FAMILY VALUES
Good comedy isn't about loud gags, but about watching everyday life keenly and catching the moments that tickle, almost always, imperceptibly. Like Lisa Cholodenko's The Kids Are All Right. It's perhaps the most intelligent comedy to come out of Hollywood in ages. It's also sensitive, poignant, crazy and intuitive in its understanding of people, love and relationships. But for me, it's most refreshing quality is it's unabashedly candid take on sex and sexuality. Not just because it has a lesbian couple at the centre, but because of its unusual sensibility towards the act of love-making -- neither squeamish, nor titillating -- a matter-of-fact depiction of two people doing things to and with each other's bodies totally unmindful of the camera and the audience that's watching them.
Cholodenko is entirely unselfconscious in her approach to filmmaking. Which in turn, makes her film psychologically astutue and honest. Simply because she's telling it like she wants to. I suppose that's the joy of independent filmmaking, and of being a woman filmmaker (nobody expects to put big money on them, thereby taking the burden of expectations and market forces out of the picture). But the real hook of Cholodenko's film is the brilliant screenplay (co-written with Stuart Blumberg) and the manner in which it uses two of Hollywood's sharpest, most inuitive actresses to its advantage.
Nic (Annette Bening) and Jules (Julianne Moore) have been married for several years -- long enough to have taken a toll on each other and the relationship, and yet, to derive the comfort of a warm sweater from the bondage. Nic is a doctor and primary breadwinner, Jules is still unsure about her career and after dabbling in various professions has now decided to become a landscape architect. She's probably drifted around on the back of Nic's stable career and been 'homemaker' in this family with two children born to either mother of an unknown sperm donor.
Now, the kids have grown up -- Joni (Mia Wasikowska) is 18 and Laser (Josh Hutcherson) is 15 -- and are curious to meet their biological father.

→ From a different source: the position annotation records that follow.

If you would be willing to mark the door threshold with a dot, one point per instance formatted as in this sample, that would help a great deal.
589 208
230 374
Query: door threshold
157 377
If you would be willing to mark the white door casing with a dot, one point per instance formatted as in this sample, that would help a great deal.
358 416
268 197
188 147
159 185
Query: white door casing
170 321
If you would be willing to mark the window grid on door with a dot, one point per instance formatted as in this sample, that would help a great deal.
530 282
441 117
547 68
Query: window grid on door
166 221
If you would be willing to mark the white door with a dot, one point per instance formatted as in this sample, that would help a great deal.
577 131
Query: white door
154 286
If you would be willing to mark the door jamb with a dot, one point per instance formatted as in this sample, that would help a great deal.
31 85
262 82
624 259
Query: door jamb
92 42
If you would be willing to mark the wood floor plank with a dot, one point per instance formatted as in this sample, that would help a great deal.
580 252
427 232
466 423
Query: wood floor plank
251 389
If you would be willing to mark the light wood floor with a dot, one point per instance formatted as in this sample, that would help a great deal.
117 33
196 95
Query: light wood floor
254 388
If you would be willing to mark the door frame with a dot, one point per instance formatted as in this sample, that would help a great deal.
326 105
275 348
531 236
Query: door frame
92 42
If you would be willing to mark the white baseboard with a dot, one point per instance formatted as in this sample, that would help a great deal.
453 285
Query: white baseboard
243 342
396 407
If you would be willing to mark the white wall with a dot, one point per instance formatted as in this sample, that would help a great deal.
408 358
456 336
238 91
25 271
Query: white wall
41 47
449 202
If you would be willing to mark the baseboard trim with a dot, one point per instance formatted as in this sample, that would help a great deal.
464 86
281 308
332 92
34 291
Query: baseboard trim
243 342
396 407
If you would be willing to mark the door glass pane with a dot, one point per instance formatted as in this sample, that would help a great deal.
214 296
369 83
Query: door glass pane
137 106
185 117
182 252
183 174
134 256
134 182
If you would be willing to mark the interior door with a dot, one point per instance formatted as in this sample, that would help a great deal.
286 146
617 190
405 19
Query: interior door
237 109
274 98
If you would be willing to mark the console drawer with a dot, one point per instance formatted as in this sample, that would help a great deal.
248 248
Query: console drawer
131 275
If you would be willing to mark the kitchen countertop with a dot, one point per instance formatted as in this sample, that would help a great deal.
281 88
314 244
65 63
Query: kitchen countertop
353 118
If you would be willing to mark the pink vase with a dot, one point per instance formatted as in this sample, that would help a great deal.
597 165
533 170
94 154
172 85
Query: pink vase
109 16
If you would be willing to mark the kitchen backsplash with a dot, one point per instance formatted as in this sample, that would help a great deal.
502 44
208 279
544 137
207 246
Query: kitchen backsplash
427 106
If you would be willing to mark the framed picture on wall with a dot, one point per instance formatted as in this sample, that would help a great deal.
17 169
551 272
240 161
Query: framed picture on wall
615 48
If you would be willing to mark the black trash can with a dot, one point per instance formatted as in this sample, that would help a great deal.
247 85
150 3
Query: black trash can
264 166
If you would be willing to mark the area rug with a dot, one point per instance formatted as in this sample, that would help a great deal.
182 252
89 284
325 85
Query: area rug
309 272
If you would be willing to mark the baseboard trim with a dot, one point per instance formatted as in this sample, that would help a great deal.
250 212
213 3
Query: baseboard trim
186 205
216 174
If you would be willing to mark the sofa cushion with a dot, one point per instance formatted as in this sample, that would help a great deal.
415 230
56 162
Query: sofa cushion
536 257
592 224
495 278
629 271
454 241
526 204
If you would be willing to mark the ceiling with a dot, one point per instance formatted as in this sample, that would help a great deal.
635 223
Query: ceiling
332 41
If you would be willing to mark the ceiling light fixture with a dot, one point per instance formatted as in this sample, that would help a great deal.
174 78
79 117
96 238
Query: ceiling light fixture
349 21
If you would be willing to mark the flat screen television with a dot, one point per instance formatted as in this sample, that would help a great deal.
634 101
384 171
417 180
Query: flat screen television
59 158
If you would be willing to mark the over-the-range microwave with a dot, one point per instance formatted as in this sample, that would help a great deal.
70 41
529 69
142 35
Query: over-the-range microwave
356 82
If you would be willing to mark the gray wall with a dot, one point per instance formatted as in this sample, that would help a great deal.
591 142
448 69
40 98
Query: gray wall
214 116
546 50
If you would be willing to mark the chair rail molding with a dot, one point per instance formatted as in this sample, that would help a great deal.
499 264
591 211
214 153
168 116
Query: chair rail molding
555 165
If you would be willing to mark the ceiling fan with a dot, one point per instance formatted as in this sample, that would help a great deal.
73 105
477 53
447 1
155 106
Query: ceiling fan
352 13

Turns out he's a bohemian organic farmer who owns a mean bike and is stoically commitment-phobic and casually philandering. Mark Ruffalo fits the picture to a T. He's also easy to like in a semi-hippie, 'i don't care much about anything' way -- the kind who went around donating his sperm for 60 bucks a shot back then. And so Joni and Laser warm up to him -- dealing with him seems a lot easier than coping with the moms. Jules too falls for his charm, either out of boredom or mid-life crisis, while Nic, the stable one, worries about his growing shadow over her family.
You'd think Paul (Ruffalo) is Cholodenko's villain. He certainly is Nic's. But the director isn't interested in playing god. She likes the people she's painted, tics and all. She's just picked them up at a particular point in their lives and tracked the minor turbulence that hits them for a while in the most non-judgmental manner possible. Here's a regular family, with regular issues -- a jaded marriage, confused, difficult kids, and little misgivings off-set by deep-rooted love. Jules' disappointment with Nic, the latter's desperation to hold things together, Laser's longing for a father-figure, Joni's determination to set off on her own independent life, are all elements straight out of everyday suburban life, anywhere in the world.
What makes them special is the humanity with which Cholodenko handles their interaction, giving each of them a distinct personality and enough character to make us want to care about them. Bening, in particular, is pitch-perfect in her portrayal of a middle-aged, control-freakish, mildly alcoholic doctor who has made this family the focus of her life and doesn't quite know what to do when she watches them slipping away. The ever-dependable Moore and Ruffalo strike a fantastic working chemistry which works to the film's advantage. And as for the kids, they're more than all right.